# Pregnancy complicated by transient hypertension - PT DELIVERED



## Coder07 (Oct 13, 2015)

I have a pt who came in on 10/02/15 for a BP check visit and the provider used a dx of "Pregnancy complicated by transient hypertension." 
This pt delivered on 09/26/15.

My question is what final character would I use? Would I use unspecified or would I use the final character for the trimester when the complication developed? 
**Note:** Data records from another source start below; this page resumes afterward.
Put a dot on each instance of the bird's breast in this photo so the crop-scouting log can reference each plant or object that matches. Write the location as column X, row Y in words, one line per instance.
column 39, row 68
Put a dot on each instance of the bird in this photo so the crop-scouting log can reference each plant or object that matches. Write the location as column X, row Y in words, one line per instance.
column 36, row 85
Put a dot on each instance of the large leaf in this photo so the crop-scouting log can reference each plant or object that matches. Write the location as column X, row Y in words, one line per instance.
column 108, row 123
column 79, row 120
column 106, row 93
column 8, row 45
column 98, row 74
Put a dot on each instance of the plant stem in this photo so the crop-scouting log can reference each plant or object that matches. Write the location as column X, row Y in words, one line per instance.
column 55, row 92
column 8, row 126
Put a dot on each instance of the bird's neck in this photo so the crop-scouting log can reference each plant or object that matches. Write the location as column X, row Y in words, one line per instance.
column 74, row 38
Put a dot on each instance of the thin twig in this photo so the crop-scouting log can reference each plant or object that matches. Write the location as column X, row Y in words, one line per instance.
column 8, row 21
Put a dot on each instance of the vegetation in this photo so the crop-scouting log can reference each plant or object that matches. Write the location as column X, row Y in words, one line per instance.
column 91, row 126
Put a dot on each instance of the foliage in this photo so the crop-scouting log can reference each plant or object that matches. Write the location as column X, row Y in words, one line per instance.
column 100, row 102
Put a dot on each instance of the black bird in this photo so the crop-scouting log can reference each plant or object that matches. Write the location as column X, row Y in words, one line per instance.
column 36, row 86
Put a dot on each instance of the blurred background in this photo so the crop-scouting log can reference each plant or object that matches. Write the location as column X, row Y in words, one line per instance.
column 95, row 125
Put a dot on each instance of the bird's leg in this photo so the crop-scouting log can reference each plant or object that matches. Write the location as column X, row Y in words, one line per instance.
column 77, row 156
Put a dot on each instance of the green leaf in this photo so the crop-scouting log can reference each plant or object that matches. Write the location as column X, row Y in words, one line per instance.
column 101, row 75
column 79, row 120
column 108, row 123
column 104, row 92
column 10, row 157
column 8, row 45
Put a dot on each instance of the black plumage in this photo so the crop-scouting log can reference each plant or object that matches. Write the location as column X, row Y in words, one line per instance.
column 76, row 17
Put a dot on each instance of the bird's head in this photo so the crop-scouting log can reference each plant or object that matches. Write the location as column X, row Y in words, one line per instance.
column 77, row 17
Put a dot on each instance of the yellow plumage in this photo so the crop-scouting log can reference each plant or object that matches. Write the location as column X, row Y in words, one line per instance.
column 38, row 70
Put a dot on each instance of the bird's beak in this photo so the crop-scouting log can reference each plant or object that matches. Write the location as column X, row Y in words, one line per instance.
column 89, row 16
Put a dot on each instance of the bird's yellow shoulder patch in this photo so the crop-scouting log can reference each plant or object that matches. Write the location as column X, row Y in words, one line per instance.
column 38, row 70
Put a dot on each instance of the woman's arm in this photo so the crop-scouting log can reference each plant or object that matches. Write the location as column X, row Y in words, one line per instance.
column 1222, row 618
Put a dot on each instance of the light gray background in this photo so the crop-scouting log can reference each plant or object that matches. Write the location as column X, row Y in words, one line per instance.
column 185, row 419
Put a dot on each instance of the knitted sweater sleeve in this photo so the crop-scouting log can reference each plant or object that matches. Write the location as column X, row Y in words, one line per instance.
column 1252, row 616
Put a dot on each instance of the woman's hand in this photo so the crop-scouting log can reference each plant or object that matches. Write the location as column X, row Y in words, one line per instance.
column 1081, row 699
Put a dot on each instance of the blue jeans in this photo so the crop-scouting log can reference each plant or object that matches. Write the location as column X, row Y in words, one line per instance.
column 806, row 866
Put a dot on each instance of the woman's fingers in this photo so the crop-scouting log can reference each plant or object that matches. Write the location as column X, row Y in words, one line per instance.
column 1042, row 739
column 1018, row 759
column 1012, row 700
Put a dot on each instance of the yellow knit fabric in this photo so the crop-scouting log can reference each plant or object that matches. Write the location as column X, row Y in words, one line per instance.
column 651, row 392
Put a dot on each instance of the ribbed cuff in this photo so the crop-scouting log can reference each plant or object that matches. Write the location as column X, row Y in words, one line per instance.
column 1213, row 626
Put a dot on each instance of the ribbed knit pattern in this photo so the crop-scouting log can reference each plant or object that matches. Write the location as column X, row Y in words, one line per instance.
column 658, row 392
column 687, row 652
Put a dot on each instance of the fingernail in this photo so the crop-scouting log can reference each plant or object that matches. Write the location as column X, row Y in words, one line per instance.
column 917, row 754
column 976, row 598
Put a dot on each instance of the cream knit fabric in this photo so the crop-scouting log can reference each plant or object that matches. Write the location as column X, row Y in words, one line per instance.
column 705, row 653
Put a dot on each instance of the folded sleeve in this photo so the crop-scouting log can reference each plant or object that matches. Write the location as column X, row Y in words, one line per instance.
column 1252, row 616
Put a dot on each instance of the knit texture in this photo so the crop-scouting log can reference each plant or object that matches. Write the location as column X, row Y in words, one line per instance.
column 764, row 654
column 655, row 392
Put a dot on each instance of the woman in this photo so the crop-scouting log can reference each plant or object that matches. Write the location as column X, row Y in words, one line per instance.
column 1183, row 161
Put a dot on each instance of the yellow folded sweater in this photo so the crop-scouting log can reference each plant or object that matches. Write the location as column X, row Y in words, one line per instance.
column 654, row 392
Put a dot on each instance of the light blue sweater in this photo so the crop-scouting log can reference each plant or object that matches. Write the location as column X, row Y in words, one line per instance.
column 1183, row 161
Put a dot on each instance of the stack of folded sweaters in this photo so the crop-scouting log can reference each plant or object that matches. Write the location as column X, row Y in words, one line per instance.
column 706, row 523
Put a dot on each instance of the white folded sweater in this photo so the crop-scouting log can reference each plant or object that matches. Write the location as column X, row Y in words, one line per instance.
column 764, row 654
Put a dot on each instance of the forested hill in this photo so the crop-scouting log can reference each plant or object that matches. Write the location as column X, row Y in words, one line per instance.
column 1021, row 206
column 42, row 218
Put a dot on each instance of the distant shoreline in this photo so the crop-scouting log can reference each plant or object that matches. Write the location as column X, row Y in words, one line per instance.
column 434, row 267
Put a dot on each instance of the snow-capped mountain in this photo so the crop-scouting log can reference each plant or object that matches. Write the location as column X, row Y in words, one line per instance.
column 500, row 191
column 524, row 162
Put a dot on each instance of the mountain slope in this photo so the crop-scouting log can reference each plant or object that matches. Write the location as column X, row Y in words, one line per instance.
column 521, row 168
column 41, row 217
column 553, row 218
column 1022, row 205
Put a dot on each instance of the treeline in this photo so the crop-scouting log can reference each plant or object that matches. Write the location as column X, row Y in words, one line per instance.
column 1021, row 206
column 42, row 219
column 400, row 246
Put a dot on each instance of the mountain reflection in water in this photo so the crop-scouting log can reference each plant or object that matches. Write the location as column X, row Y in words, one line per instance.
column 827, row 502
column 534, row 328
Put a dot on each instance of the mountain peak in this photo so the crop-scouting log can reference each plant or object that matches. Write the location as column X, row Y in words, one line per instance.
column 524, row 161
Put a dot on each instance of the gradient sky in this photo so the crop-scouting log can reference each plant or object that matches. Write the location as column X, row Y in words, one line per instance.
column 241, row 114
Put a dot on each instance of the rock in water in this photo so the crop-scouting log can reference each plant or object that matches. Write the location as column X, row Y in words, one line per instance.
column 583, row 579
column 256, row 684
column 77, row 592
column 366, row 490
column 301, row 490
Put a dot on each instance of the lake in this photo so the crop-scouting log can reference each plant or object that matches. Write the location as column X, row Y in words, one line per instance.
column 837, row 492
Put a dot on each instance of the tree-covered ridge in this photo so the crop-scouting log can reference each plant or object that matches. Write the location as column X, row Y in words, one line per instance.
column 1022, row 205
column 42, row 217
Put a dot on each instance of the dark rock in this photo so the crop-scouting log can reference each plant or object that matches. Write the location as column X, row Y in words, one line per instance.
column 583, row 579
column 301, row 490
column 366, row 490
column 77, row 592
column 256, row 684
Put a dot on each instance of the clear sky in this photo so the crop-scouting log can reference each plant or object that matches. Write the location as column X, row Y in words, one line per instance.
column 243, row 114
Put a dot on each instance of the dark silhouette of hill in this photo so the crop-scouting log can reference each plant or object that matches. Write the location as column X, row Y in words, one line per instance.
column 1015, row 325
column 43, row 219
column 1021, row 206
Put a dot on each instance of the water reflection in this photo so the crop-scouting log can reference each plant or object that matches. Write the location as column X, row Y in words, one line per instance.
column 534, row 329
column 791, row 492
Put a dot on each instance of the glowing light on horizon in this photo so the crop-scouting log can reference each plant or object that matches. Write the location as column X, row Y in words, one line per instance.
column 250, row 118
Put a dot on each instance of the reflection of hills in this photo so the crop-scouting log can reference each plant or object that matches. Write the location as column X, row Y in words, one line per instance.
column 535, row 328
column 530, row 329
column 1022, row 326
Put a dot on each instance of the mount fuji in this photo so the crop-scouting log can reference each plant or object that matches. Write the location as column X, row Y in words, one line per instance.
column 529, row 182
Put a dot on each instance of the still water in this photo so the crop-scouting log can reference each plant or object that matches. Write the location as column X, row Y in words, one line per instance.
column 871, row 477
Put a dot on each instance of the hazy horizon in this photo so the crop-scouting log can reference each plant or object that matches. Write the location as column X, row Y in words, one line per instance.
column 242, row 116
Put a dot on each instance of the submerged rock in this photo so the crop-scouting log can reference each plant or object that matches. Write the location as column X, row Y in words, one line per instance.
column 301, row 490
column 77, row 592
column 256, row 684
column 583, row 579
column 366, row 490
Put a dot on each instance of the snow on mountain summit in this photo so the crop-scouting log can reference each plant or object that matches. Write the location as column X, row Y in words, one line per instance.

I read the guidelines but I do not see where they specify this unless I missed it. Any help is greatly appreciated! Thank you!


----------



## Bready (Oct 13, 2015)

*Pregnancy complicated by transient hypertension-PT DELIVERED*

ok, physician states "pregnancy complicated by transient hypertension" but he is speaking in the past tense here as she is  no longer pregnant and is coming in postpartum for a blood pressure check to see if her transient hypertension has resolved.  what was her blood pressure--elevated or normal?  
Look at Z01.30--encounter for examination of blood pressure w/o abnormal findings and Z01.31 with abnormal findings and code the abnormality.  And maybe Z39.2--encounter for routine postpartum follow up.


----------



## Coder07 (Oct 13, 2015)

Yes, that is where I am confused the pt is no longer pregnant.The pt's BP at visit is 140/88.
Would it be appropriate to use Z01.30 or Z01.31 even though this was a complication that occurred during the pregnancy? I was wondering if it would be appropriate to just use the hypertension dx I10 or if the provider does not like the I10 dx would R03.0 "Elevated blood-pressure reading, without diagnosis of hypertension" be okay to use?although my gut says no to both I10 and R03.0 

Now in the guidelines under "Pregnancy-related complications after 6 week period" it says "Chapter 15 codes may also be used to describe pregnancy related complications after the peripartum or postpartum period if the provider documents that a condition is pregnancy related". Now I know my visit is not after 6 weeks but this lets me know that this code should okay to use but I am confused on what final character to use.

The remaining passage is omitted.